Despite progress in enhancing access to HIV services, HIV testing among young people in Uganda falls below the target. Adolescents, especially those aged 10-19, constitute a growing proportion of people living with HIV globally, emphasizing the need for increased awareness and testing.
The World Health Organisation (WHO) has recommended HIV self-testing (HIVST) as an innovative strategy to address the testing gap and reach UNAIDS targets to end HIV by 2030. HIVST, facilitated by oral self-testing kits, offers a private, non-invasive, and convenient method for individuals to determine their HIV status.
Research shows that in 2019, an estimated 480 million HIV tests were conducted globally, yet 19% of People Living with HIV (PLHIV) remain undiagnosed.
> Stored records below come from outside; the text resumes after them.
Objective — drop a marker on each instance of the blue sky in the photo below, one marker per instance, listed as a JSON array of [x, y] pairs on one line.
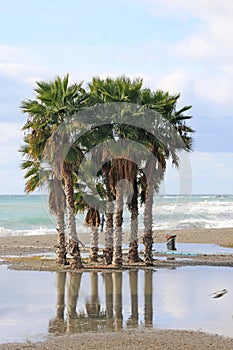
[[175, 45]]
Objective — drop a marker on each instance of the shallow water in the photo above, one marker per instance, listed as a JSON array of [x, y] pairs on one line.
[[35, 304]]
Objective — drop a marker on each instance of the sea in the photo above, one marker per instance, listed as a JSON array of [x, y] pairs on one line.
[[30, 215]]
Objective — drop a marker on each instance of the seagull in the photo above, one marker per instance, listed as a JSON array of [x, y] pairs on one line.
[[219, 293]]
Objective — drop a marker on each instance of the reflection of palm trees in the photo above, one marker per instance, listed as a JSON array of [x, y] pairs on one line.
[[109, 300], [57, 325], [117, 299], [133, 280], [93, 307], [94, 317], [148, 295], [74, 283]]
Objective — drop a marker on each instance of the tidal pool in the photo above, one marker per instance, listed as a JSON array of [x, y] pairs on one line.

Oral self-testing kits, such as the OraQuick HIV self-testing kit, contribute significantly to early detection and timely interventions in the fight against HIV.
By eliminating the need for blood samples, oral test kits reduce barriers to testing, encourage more people to take control of their health, and align with global efforts to achieve the UNAIDS 95–95–95 target. The simplicity and accessibility of oral test kits make them instrumental in promoting HIV testing, overcoming barriers, and contributing to global efforts to control and end the HIV/AIDS epidemic.
As World AIDS Day was marked on December 1, experts emphasize the importance of exploring new and innovative approaches to make oral HIV self-testing kits more readily available, affordable, and accessible. This, they believe, will play a pivotal role in achieving the goal of ending HIV by 2030.